En 2012, on dénombre plus de 2,27 milliards d’internautes à travers le monde. Selon les prévisions, ce chiffre devrait atteindre 3,4 milliards en 2016. La croissance exponentielle de la demande d’adresses IP a donc fait de l’Internet une victime de son propre succès. Les adresses IPv4 sont en train de s’épuiser. « Il nous faut prendre les devant pour préparer les techniciens, les opérateurs et tous ceux qui fournissent des équipements informatiques à se préparer à migrer de la version IPV4 vers la dernière version, IPV6 », soutient Mathurin Bako, le président de l’ARCEP. C’est tout l’intérêt du séminaire organisé par l’ARCEP en collaboration avec AFRINIC (registre Internet régional africain en charge des ressources Internet) et qui se tiendra sur quatre jours (25 au 28 juin).
La première journée de la formation est consacrée aux questions de la gestion des ressources Internet et des conditions pour devenir membres d’AFRINIC. Les trois jours suivants seront consacrés à l’IPv6 (les fondamentaux, la migration, les compétences à acquérir pour les techniciens, pour les décideurs, les implications en termes de coût, de formation, d’équipements…). Eminemment technique, ce séminaire s’adresse aux opérateurs, aux fournisseurs de services Internet et aux fournisseurs de réseaux informatiques et de télécommunications.

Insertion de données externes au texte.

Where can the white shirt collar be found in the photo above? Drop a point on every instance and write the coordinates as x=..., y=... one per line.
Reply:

L’objectif de cette rencontre permettra de sensibiliser les opérateurs et fournisseurs de services IP, les différentes organisations et sociétés, à l’utilisation du protocole IPv6.
Elle vise aussi à accompagner les opérateurs burkinabè dans la définition et la mise en place de leur stratégie de migration vers IPv6, « en partageant des expériences opérationnelles, de bonnes pratiques d’ingénierie et d’exploitation ».
Le déploiement de l’IPv6 favorisera le développement des services et applications. Les capacités d’IPv6 permettront également de créer de nouvelles richesses dans de nombreux domaines (transport, industrie, loisirs, santé, sécurité, environnement, etc.). Avec la mobilité de l’Internet, les connexions sont possibles à partir des téléphones portables, des smartphones et des tablettes tactiles, mais aussi avec les autres appareils électroménagers intelligents de la maison, etc. « Il n’est donc plus temps de tergiverser. Il faut y aller et maintenant ! », lance le secrétaire général du premier ministère, Youma Zerbo en procédant à l’ouverture officielle de ce séminaire. Il a aussi demandé aux participants d’être des relais afin de sensibiliser et former leurs collègues qui n’ont pas participé à cette formation.
L’IPv6 est un « nouveau protocole pour permettre d’avoir plus de nœuds accessibles sur Internet et de meilleures fonctionnalités », soutient Alain Aïna, chef de projet à AFRINIC.